We set out from the lovely home of our friends Derek and Arlette's in the St Martin district of Vence and headed towards the town. Immediately we noticed this wonderful art nouveau house on the right.
We crossed the bridge over the river far below and followed Avenue des Poilus towards the Old Town. On the right, was the old public laundry (below is an atmospheric shot from the previous evening).
In a road on the right we caught a view of another lovely house.
Further along, in Avenue Isnard, is the former Chapelle des penitents blancs, now used for art exhibitions. The tiled roof was especially impressive. (This view was taken from the back in Avenue de la Résistance.)
We then diverted into the main square to pick up a town trail at the Tourist Office.
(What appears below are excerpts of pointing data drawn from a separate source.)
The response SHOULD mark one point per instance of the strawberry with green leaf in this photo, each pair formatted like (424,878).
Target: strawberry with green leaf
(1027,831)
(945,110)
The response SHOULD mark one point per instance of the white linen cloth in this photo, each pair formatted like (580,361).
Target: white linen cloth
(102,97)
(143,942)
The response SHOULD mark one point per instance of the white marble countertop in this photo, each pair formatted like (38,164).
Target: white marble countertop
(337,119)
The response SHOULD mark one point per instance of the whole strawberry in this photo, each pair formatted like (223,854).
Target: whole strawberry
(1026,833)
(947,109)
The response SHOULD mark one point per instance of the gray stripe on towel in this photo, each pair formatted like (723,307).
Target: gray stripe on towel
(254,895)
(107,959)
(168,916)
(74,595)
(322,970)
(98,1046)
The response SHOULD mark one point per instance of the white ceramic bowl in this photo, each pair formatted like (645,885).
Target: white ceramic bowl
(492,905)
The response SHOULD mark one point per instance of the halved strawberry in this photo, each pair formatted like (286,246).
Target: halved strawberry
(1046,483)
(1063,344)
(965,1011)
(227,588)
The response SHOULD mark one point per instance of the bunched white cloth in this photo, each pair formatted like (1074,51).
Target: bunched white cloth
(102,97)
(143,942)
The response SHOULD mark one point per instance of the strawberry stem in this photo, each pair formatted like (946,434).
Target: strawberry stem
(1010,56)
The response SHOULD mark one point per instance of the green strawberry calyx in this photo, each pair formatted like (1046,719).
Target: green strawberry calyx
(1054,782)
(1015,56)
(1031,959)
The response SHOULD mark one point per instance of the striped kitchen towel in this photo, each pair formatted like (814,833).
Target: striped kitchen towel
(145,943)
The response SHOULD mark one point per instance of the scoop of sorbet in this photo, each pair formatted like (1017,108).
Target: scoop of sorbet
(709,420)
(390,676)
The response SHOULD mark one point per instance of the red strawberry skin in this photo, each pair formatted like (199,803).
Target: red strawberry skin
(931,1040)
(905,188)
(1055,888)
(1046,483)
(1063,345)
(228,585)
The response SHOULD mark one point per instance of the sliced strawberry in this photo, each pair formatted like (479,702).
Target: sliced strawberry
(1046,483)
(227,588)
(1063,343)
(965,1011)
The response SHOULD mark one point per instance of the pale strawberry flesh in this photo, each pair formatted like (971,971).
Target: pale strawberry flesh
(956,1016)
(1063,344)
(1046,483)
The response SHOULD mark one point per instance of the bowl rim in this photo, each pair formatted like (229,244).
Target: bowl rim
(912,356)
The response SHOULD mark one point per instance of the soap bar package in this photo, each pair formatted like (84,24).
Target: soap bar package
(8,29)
This quickly led into the Old Town. The main feature the old town is that its houses were built into the town walls, starting from the 15th century. There is now an oval of houses surrounded by a road and pierced by a number of gates (well, archways) three of which are medieval.
The first sight was the 12th century Tower.
Off to the left is an ash tree said to have been planted in 1538 by Francis I.
We went through the Porte du Peyra, with a lovely fountain dating from 1822 on the other side.
This led to Place du Peyra and Rue du Marche which in turn brought us to Place Clemenceau. Directly ahead was the remarkable Cathedral which dates from the 4th century – and is the smallest in France.
To the right and left of the main door are two stone tablets with Roman inscriptions dating back to 220 and 239 AD. After looking around the interior we went round the side to the atmospheric Passage Cahours, which once linked the cathedral to the Bishop's Palace.
Now along Rue de L'eveque to Place Godeau at the back of the Cathedral. There was a nice view of the Cathdral's tower.
We walked along the short but remarkable rue des Portiques, a section of a Roman Road which ran from Cimiez to Castellane.
We emerged through the Porte d'Orient to get an external view of the old town.
And now we followed the outside to Place Antony Mars with its old fountain. The reproduction of a painting of it by Raoul Dufy (I think) beside was actually more impressive.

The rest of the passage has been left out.